King Cake Recipe

30 Steps to make a King Cake
  1. Scaling: Weighing the ingredients.
  2. Mixing: Very important in the dough's development.
  3. First Fermentation or Proofing: Develops the dough's flavor and texture.
  4. Chunking: The proofed dough is cut into 20 pound chunks.
  5. Blocking: The chunked dough is formed into a rectangle block.
  6. Cold Proof: The dough blocks are rested in the cooler for a secret amount of time to chill the dough for easier king cake make up and to further develop the flavor.
  7. Sheeting: The dough block is sheeted into a long uniform dough sheet.
  8. Butter: Dianne's King Cakes uses real butter and secret flavorings to help moisten the dough and add flavor.
  9. Make Cinnamon Sugar: Mix cinnamon and sugar formula.
  10. Apply Cinnamon Sugar: We apply the cinnamon sugar because that’s next!
  11. Stripping: The dough sheet is cut into two to three long strips.
  12. Folding: The long strips are folded in thirds to form long king cake bands with the butter and sugar enclosed inside the dough.
  13. Dividing: The long strips are then cut into king cake lengths.
  14. Braiding: The dough strips are cut into three strips and braided
  15. Shaping: the braided dough is shaped into a king cake an put on pans.
  16. Cold Proof #2: The shaped doughs are cold proofed a secret amount of time to further develop its flavor and texture.
  17. Warm Proofing: The cold king cakes are proofed in a warm moist cabinet electronically controlled to within a 1% variance of a secret temperature and precise humidity for an exact amount of time.

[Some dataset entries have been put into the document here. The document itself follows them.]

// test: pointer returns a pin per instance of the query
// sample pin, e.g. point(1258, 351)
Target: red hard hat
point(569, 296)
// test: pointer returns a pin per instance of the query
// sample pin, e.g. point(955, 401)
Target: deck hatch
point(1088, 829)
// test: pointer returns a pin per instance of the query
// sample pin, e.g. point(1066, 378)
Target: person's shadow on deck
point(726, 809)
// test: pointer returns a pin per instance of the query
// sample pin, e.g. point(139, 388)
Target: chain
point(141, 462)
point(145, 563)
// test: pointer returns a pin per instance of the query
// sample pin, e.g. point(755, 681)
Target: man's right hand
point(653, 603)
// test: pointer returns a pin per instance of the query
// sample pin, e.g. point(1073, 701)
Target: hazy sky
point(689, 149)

  18. Make Fillings: Mix all the different fillings.
  19. Fill: the Filled King Cakes
  20. Cooking: Bake in a revolving oven with forced air to cook the cakes evenly all over for a secret amount of time.
  21. Make the Secret Glaze: It's a secret!
  22. Apply Glaze: The warm cakes are sprayed with the secret formula.
  23. Boarding: The cakes are placed on boards.
  24. Baby Insertion:Place plastic baby in a secret spot
  25. Make the Icing
  26. Apply Icing: The cakes are iced by hand.
  27. Sprinkles: The cakes are sprinkled with colored toppers.
  28. Drying: King cakes are placed in racks to dry.
  29. Bagging and Closing
  30. Boxing: This includes applying labels, enclosing beads, cups, and doubloons and history, and securing the box with tape for shipping.